Liste mit Namen der ZielpersonenIran schwört Vergeltung für Tod von Chamenei
Ajatollah Ali Chamenei wird Ende Februar von den USA getötet. Fünf Tage dauern die Trauerfeierlichkeiten, sein Sohn und Nachfolger Modschtaba erscheint selbst zur Beerdigung nicht persönlich. Nun wird in seinem Namen auf Rache an den USA und Israel geschworen.
Nach der Bestattung von Irans oberstem Führer Ajatollah Ali Chamenei hat die Staatsführung Rache für seinen Tod geschworen. „Rache ist die Forderung unseres Volkes und muss ganz gewiss erfolgen“, hieß es in einer im Staatsfernsehen verlesenen Mitteilung, die Chameneis Sohn und Nachfolger Modschtaba zugeschrieben wurde. Er selbst war nur als Standbild zu sehen, die Mitteilung wurde von einem Moderator des staatlichen Nachrichtensenders Irib News verlesen.
Zusätzlich wurde ein Brief an die Iranische Bevölkerung im Namen von Modschtaba veröffentlicht.
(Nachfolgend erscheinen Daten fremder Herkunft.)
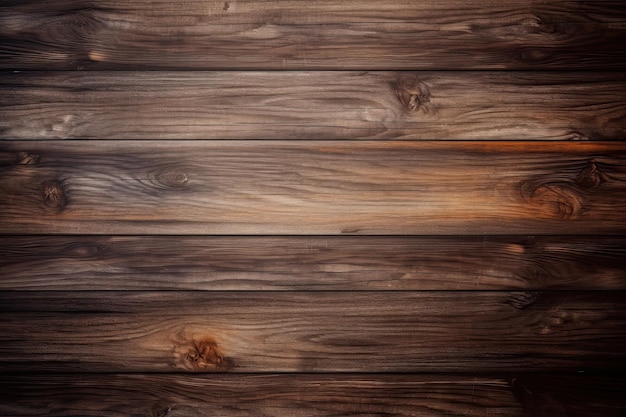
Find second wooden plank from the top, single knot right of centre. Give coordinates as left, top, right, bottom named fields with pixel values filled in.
left=0, top=72, right=626, bottom=140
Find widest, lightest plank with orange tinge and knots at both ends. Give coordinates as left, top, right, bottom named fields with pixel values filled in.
left=0, top=141, right=626, bottom=235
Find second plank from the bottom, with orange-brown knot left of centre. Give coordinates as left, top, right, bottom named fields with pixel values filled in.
left=0, top=291, right=626, bottom=373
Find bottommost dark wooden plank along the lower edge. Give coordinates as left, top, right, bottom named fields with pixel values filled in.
left=0, top=374, right=626, bottom=417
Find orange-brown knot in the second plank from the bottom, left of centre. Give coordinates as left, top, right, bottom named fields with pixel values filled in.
left=175, top=337, right=234, bottom=372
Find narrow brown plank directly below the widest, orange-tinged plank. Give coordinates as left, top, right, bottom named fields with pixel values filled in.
left=0, top=236, right=626, bottom=291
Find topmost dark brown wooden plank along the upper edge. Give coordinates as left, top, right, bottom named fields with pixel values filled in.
left=0, top=0, right=626, bottom=70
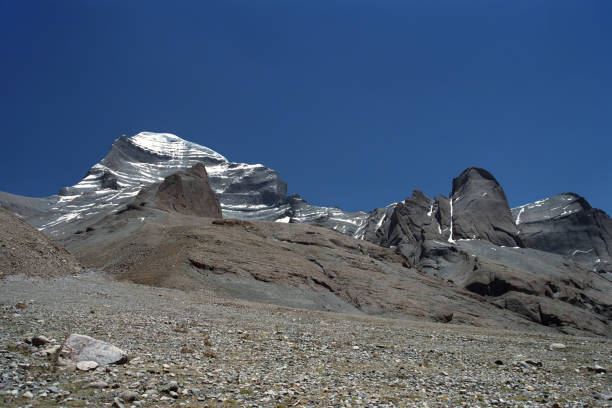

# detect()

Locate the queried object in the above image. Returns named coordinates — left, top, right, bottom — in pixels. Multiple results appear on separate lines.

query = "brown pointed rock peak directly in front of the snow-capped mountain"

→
left=132, top=163, right=222, bottom=218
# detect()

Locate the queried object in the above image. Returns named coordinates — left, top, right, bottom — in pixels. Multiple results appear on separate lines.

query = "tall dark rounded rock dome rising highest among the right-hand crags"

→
left=450, top=167, right=521, bottom=247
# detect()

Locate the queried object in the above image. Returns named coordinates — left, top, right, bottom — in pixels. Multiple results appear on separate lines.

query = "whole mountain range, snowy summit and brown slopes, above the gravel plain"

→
left=0, top=132, right=612, bottom=336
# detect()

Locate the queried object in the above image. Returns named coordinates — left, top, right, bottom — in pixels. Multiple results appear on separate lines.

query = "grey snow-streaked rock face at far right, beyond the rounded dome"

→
left=512, top=193, right=612, bottom=274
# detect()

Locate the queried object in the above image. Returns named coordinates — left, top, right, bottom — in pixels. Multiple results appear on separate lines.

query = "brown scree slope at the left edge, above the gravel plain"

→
left=0, top=208, right=82, bottom=278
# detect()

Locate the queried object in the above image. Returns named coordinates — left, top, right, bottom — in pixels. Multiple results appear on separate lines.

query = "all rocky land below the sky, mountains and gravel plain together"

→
left=0, top=133, right=612, bottom=408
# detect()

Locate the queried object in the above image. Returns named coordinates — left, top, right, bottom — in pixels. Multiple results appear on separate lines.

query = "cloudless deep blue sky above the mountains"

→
left=0, top=0, right=612, bottom=214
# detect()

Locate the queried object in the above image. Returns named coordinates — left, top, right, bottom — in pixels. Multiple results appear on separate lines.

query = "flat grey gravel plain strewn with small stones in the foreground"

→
left=0, top=272, right=612, bottom=408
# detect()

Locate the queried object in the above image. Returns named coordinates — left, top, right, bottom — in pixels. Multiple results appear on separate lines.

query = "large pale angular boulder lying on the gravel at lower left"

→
left=60, top=334, right=128, bottom=365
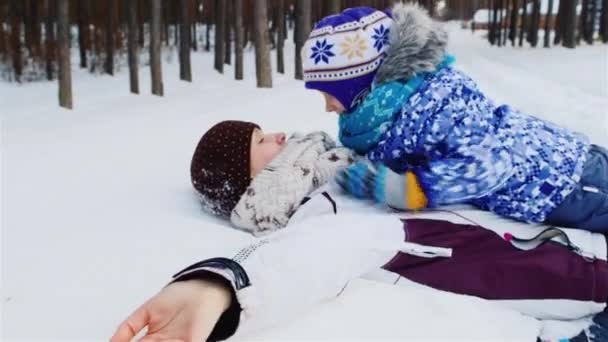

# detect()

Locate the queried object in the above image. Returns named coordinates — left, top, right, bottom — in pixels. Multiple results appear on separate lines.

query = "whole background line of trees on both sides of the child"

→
left=11, top=0, right=608, bottom=108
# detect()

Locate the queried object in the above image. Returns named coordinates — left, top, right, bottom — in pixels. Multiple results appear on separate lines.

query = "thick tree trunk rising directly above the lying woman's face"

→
left=253, top=0, right=272, bottom=88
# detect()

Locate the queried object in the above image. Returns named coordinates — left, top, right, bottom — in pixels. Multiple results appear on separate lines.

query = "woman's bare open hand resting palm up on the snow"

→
left=110, top=280, right=230, bottom=342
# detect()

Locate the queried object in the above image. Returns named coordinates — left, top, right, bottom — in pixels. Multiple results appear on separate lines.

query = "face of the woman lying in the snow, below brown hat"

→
left=251, top=129, right=285, bottom=178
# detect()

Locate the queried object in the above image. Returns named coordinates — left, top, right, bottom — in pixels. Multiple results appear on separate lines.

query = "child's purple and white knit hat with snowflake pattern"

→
left=302, top=7, right=393, bottom=111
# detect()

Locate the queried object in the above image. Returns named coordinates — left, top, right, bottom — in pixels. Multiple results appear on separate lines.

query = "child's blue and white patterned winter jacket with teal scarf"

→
left=339, top=6, right=589, bottom=222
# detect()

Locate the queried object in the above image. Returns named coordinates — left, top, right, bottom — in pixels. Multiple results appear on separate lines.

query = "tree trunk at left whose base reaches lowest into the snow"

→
left=57, top=0, right=72, bottom=109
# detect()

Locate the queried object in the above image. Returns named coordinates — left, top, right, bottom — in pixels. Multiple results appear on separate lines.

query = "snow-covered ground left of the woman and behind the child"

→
left=0, top=24, right=608, bottom=340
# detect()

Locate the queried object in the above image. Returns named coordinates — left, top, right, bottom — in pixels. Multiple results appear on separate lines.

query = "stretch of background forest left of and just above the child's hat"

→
left=0, top=0, right=444, bottom=108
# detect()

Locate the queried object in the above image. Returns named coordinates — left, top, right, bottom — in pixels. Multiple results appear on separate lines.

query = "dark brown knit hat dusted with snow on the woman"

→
left=190, top=121, right=260, bottom=218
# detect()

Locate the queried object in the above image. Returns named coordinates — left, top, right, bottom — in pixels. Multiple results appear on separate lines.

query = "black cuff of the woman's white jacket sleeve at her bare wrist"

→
left=171, top=258, right=250, bottom=341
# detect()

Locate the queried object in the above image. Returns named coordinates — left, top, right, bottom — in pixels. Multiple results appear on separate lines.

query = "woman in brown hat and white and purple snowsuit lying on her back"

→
left=112, top=121, right=608, bottom=342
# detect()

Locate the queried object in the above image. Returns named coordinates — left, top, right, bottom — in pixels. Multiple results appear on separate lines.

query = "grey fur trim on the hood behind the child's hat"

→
left=375, top=4, right=448, bottom=84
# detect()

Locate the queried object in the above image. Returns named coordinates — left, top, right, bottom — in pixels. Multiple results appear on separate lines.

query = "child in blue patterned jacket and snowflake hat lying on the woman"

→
left=302, top=4, right=608, bottom=232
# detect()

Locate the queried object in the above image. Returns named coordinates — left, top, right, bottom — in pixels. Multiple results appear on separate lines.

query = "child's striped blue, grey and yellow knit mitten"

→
left=336, top=160, right=428, bottom=210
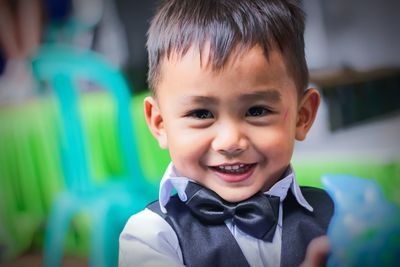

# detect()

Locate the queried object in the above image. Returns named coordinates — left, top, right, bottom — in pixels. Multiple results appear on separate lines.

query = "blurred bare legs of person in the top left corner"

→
left=0, top=0, right=42, bottom=103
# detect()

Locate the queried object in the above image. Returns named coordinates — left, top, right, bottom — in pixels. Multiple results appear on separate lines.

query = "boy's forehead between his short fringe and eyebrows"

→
left=156, top=46, right=296, bottom=100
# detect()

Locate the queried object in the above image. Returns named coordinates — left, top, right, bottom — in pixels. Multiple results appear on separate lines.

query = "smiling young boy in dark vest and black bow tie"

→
left=119, top=0, right=333, bottom=266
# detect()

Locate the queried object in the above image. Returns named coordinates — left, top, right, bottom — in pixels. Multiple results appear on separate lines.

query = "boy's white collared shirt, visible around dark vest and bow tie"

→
left=119, top=163, right=313, bottom=267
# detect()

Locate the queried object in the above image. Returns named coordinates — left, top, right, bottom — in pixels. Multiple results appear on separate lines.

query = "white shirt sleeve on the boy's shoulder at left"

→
left=118, top=209, right=184, bottom=267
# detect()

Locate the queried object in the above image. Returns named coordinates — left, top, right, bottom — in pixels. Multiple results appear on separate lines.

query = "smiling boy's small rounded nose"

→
left=212, top=122, right=248, bottom=157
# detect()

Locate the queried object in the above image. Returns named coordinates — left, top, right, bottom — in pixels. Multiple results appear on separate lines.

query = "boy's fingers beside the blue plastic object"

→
left=300, top=235, right=330, bottom=267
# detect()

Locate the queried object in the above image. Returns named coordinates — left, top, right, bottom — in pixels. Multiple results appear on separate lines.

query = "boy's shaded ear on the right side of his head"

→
left=296, top=88, right=321, bottom=141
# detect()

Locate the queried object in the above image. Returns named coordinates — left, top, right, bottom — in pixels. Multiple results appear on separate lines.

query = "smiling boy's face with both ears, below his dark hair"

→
left=145, top=46, right=319, bottom=202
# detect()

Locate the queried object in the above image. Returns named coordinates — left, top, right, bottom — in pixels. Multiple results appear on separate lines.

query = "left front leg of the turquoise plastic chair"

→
left=43, top=194, right=79, bottom=267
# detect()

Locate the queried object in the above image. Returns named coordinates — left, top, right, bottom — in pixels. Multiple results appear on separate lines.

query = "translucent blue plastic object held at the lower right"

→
left=321, top=175, right=400, bottom=267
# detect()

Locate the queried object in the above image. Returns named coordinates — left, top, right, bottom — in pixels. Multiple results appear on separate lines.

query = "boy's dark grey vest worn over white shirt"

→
left=147, top=187, right=334, bottom=267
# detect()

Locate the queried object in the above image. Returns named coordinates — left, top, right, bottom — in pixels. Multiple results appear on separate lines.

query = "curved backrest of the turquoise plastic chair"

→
left=32, top=45, right=144, bottom=194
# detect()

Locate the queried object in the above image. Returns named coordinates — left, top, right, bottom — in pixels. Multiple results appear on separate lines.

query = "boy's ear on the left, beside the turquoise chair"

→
left=143, top=96, right=168, bottom=148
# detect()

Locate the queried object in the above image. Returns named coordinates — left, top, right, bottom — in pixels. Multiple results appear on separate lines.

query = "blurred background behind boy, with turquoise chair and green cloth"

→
left=0, top=0, right=400, bottom=266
In dem Schreiben kündigte Chamenei an, das „Blut“ seines Vaters und Vorgängers und aller „Märtyrer“ der „beiden Kriege“ gegen Israel und die USA zu rächen. Es soll demnach eine Liste mit Namen von Zielpersonen geben.
„Diese Angelegenheit hängt weder von meiner persönlichen Existenz noch von der anderer Amtsträger ab. Ob wir nun da sind oder nicht, sie wird geschehen“, fügte Chamenei hinzu. Der Brief war seine erste öffentliche Wortmeldung seit der Beerdigung seines Vaters.
Chamenei war am 28. Februar durch einen israelischen Luftangriff auf seinen Amtssitz in Teheran getötet worden. Mehr als fünf Wochen führten die USA und Israel daraufhin Krieg gegen den Iran, bis Anfang April eine Waffenruhe vereinbart wurde.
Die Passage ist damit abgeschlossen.